Je devine cinq types de personnes dans ce ben bon monde :

Ceux qui ont lu le texte, qui l’ont trouvé inacceptable et qui veulent la tête de Gab Roy qu’ils détestent.

Ceux qui n’ont pas lu le texte, qui l’ont trouvé inacceptable et qui veulent la tête de Gab Roy qu’ils détestent.

Ceux qui n’ont pas lu le texte, qui ne connaissent pas Gab Roy, et qui veulent la tête de quelqu’un, qu’ils détestent.

Ceux qui n’ont pas lu le texte, qui ne connaissent pas Gab Roy, et qui trouvent déplorable le viol de chose là, la blonde à Rémi Thivierge, le tit gars du Matou, comme ma voisine.

Et enfin, ceux qui se taisent, par peur de représailles ou d’être trouvé coupable par association.

Entre vous et moi, ça ne fait pas un procès public très honnête.

En passant, je ne connais pas Gab Roy personnellement. J’ai entendu parler de lui parce que mes filles, adolescentes et jeunes adultes, le suivent depuis ses débuts. Des fois, il les fait rire. D’autres fois, elles le trouvent carrément con ou vulgaire. Et c’est tout.

J’ai fini par le lire de temps en temps. Je le trouve drôle des fois. Et croyez-le ou non, il est même très articulé et intelligent à ses heures. D’autres fois, je le trouve con ou vulgaire. Et c’est tout.

Le jour même de la parution du texte sur Mariloup Wolfe, je suis allé lire son texte quand j’ai vu les réseaux sociaux s’enflammer. J’ai froncé les sourcils et je me suis dit que ce texte était très con et inutilement vulgaire. Et pas drôle du tout. J’ai cliqué sur le X de mon Google Chrome et c’était fini. Et c’est tout.

En terminant, je précise aux inquisiteurs virtuels que je ne défends pas ce texte en particulier, je défends les textes, tous ceux qui s’écrivent partout et qui nous donnent une vision du monde autre que la nôtre.

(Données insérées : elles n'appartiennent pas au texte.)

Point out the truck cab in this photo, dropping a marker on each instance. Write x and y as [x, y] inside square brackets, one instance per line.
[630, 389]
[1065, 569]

Je lis ceux de mes ennemis avec délice et mes ennemis devraient faire de même avec les miens. C’est ce que j’aime dans notre société, que nous puissions parler quand ce qu’on a à dire est brillant et logique, mais, aussi, quand bien même ce serait stupide ou faux. C’est parfait ainsi, car on ne sait jamais avec certitude, après tout, si le con ou le menteur ce ne serait pas nous.